For a few days in October, bars across the globe go Bavarian. They put sausages on the menu, make their staff dress in traditional German clothes and throw a few decorations up on the walls. Quite frankly, I’ve never been a fan of the Oktoberfest theme. It always felt like a marketing ploy and I really didn’t see the point. You’ll never guess who tried to change my mind.
“Will you be going to Munich,” my hair dresser asked with her hands woven in my hair. What I love about Ms. Ayten Farrel is that she is a child of Turkish parents, but was raised in Germany. Her salon and home are in The Heights, which is primarily a Dominican neighborhood and her clients are mostly black woman with Afro’s. It’s a multicultural experience every time I go in there. When she suggested hitting up Oktoberfest, it was the first time I considered that the event might have some cultural merit.
Still I wasn’t giving in that easily. Accommodation in Munich, the true, traditional, home of Oktoberfest is crazy expensive, so I decided to throw a public trip up on Couchsurfing.com. If someone offered me a place, I’d go.
And how do I advertise myself to complete strangers for space on their couch?
“I’ll be coming to your city from Berlin. Germany is my 2nd country on a 6 month trip around the world. I just realized Oktoberfest is on and it seems crazy not to check it out. I have no idea what to expect, which means we’re sure to have a good time!”
Lucky me, I got a few takers – all guys of course. I weeded out the creeps and decided to take Üger up on his offer. He could only host me a single night, but he had twenty-eight positive couch surfing references. So that was it, I was going to Oktoberfest for twenty-four hours to find out if it lives up to all the hype.
Hauptbahnhof is the name of the main station in every German speaking city, which is can be very confusing! Munich Hauptbahnhof was an electric zoo when I showed up. The place was swarming with people in traditional dress. These outfits are taken quite seriously.
If I was staying more that twenty-four hours, I’d be sure to rock a dirndl dress myself.
After meeting up with Üger, whose parents are also Turkish, I was given the run down. Oktoberfest is held on a grounds downtown. The entire festival lasts for about two weeks and begins with the mayor tapping the first keg of beer from one of the oldest tents on the grounds.
That all sounded good and culturally significant, but when I arrived what I actually saw was a hot-mess carnival.
“Wait until we get to the tents,” Üger urged. But I wasn’t seeing any tents. Or maybe I was – these places were so big they looked like huge buildings lining the carnival grounds.
Just before reaching our tent I was still feeling underwhelmed, when some Oktoberfest spirit photo-bombed me. These random people were so friendly and fun that I started getting an idea of what the true nature of this event was.
Munich is one of the most expensive, buttoned-up cities in the country.

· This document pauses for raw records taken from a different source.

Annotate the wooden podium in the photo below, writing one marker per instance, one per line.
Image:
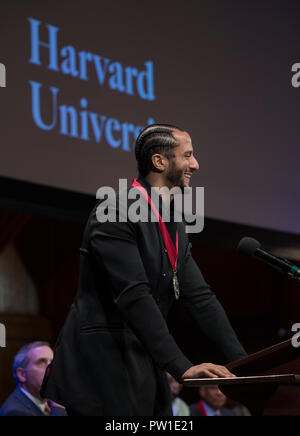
(267, 382)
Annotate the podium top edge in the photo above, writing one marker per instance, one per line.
(276, 378)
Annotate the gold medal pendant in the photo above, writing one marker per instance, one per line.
(176, 285)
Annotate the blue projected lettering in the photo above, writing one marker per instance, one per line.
(67, 61)
(81, 123)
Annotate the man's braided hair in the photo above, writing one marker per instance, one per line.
(156, 138)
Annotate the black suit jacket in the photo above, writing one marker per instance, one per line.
(111, 355)
(18, 404)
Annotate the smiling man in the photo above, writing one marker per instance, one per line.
(115, 347)
(29, 368)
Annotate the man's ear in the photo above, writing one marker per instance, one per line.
(21, 375)
(159, 162)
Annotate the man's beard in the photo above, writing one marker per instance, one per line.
(175, 176)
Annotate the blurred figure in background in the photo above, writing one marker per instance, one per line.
(29, 368)
(211, 403)
(179, 407)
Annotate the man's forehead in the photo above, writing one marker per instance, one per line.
(40, 352)
(183, 138)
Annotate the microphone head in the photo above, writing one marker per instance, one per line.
(248, 246)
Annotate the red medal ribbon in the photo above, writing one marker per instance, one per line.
(171, 250)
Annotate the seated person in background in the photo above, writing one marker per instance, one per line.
(211, 403)
(29, 368)
(179, 407)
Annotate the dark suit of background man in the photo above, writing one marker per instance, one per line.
(115, 347)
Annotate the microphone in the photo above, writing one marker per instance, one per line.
(252, 248)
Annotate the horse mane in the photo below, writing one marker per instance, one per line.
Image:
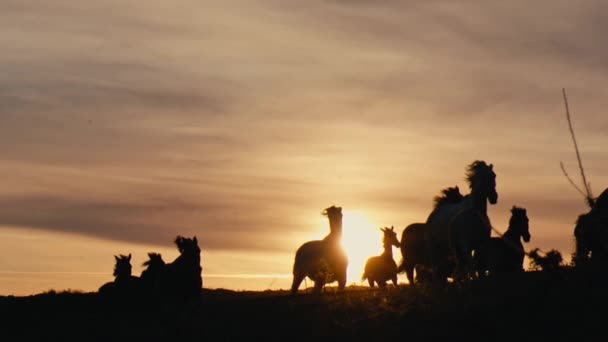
(154, 259)
(331, 211)
(450, 195)
(518, 210)
(118, 263)
(477, 169)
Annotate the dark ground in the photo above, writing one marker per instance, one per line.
(562, 305)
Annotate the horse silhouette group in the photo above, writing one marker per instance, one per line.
(454, 242)
(180, 279)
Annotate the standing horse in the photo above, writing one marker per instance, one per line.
(380, 269)
(591, 234)
(456, 230)
(125, 285)
(182, 277)
(413, 249)
(323, 261)
(506, 253)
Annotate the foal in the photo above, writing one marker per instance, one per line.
(506, 253)
(124, 285)
(380, 269)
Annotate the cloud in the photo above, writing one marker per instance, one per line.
(118, 118)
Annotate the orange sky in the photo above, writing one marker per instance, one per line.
(123, 125)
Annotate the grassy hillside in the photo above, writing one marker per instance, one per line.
(564, 304)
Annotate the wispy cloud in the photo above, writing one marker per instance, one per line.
(239, 122)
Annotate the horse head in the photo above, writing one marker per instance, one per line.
(155, 261)
(334, 214)
(122, 268)
(520, 223)
(390, 237)
(188, 247)
(482, 180)
(450, 195)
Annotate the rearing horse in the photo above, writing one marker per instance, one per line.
(413, 249)
(323, 261)
(456, 230)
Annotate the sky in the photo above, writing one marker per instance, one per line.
(123, 125)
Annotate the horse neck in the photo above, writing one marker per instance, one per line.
(335, 227)
(388, 250)
(513, 236)
(333, 238)
(479, 201)
(122, 277)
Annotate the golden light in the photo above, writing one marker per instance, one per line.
(361, 239)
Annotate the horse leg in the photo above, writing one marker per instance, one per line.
(318, 287)
(297, 280)
(409, 271)
(342, 281)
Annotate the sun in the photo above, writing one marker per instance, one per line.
(361, 239)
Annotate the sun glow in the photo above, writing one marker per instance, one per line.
(361, 239)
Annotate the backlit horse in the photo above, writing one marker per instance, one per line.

Let us not forget we’re talking about Germany- this is not a place known for its loose ways. But for these two weeks everyone let’s it go. You know how tight people go bananas when they finally unwind. Imagine a whole city like that. Suddenly I was so excited to get inside, but I was met by a familiar foe.
Anyone who has tried getting into a New York club will recognize the desperation of people loitering outside an Oktoberfest tent: that desolate look in their eyes as they plead with a heartless doorman who is denying them entry. If you want to actually go to Oktoberfest, you must book a reservation in advance.
Üger had the hook up with a couple of fabulous twins on the inside, so we were spared the begging I was willing to do to get in.
The inside of this tent was a glittering collection of tables decorated with flowers. Rich foods scented the air. Huge hunks of meat sat on every table like Thanksgiving. Everything about it screamed traditional Bavarian aristocracy except for the rock band blasting Katie Perry covers in the center of it all. It will forever be a life regret that I did not snap a picture of this scene. The crowd behind me pushed me forward too fast and when I tried to reenter from our place outside, a stout little lady barred my entrance.
But that’s all right, because the beauty of that room alone made Oktoberfest worth it.
The beer we drank by the liter tasted like liquid Christmas- worth it.
Watching old Bavarians sing and sway- worth it.
Jumping over a tiny fence, shocked to discover myself face-planted after downing a liquid Christmas liter II- worth it.
Convincing this dark, gravel voiced Swede that he doesn’t hate all Americans- worth it.
Representing Blacktoberfest with the French twins- worth it.
Is Oktoberfest worth it? Hell to the yes!
It is a true cultural event where you get to drink specially brewed beer in one of the beer capitals of the world.
You get to be in a place where a whole city decides to wear the same outfit.
The energy created by this unity in drunkenness, this celebration of collective heritage, is worth it all- even a trip back.